Discussion in 'Behaviour' started by Happy Chappy, Jun 2, 2011.

  1. Just wanted to ask people what kinds of sanctions you all have in your schools. SMT very keen to use praise and rewards for children, but do not apply any kind of sanctions. All problem children to be dealt with by individual teachers rather than management- is this the norm? Therefore lowl level disruptions never dealt with!!

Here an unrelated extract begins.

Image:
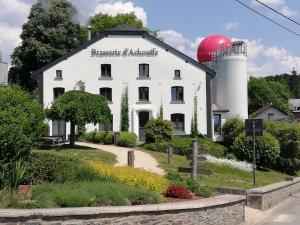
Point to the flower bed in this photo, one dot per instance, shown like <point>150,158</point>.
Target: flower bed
<point>132,176</point>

    Would be nice to hear from other primary teachers. I have a nice class but they rae very unkind to eachother and despite my carrying out all my sanctions for bad behaviour (not within expectations) children are not learning and am finding that SMT are very soft on them. There is no sense of respect for teachers (this comment also made by other teachers in school) and it is getting worse- mainly because no one wants to know.
    please post- am considering trying a different school, might help me to decide.
     
  2. Tom_Bennett

    Tom_Bennett Occasional commenter

    This is a terrible system; no wonder you're vexed (bruv). Without a whole school system, every teacher loses the strength found in unity, and it's you against the room. This is madness. If the kids know that the school backs up your discipline then they'll know that eventually they'll be caught out, and will play the system a bit less as a result.
    And if they know it won't? No respect for adult authority because there isn't any to speak of. And all because senior management won't face up to their responsibilities- which include providing a safe, secure environment where learning can take place. You have my sympathy, and a shudder of horror as I contemplate that the people you work for actually have the care for hundreds of children in their hands. Awful.
    If I were you, I'd take my services somewhere that valued them- and children. And as you leave set off every fire alarm as you go.*
    Good luck
    *Don't do this. Nice thought though.

    PS: normal sanctions usually include detentions, phone calls home, parental meetings, loss of golden time, etc. Add consistency, fairness and rigour.
     
  3. Horrible situation - my sympathies. Without the support of SMT, could you buddy with another teacher? Offering time out for one another. If you've given all your warnings, rather than SMT, they go and work in the younger class next door (and vice versa)? I'm all for positive behaviour management .... But what are you supposed to do when students don't buy in. I'd be interested to know what advice are you given when you tell SMT that dispite all of your positive strategies, little Jonny still throws pencils and shouts out????
     
  4. Whole school approach works for us. System of 2 warnings and then a slip for a third 'offence'. Works well because the common understanding is that after two warnings, you really should have changed your behaviour. Consequence is a loss of breaktime/lunchtime. 3 of these slips in a term and parents invited in to discuss the issue. 6 slips in a term and child is not invited to attend the end of term treat - so really puts this in the child's hands as they are in control of whether they attend or not.
    Different slip issued immediately for bigger offences - violence. Loss of breaktimes again with parents being contacted to inform them.
    We tend to try and avoid the removal from lessons as this disrupts the learning. We find that the system does work as children do change their behaviour mid lesson as they are very clear on the consequences.
    Schools without a whole school approach will struggle as the consequences for the same action differ from room to room.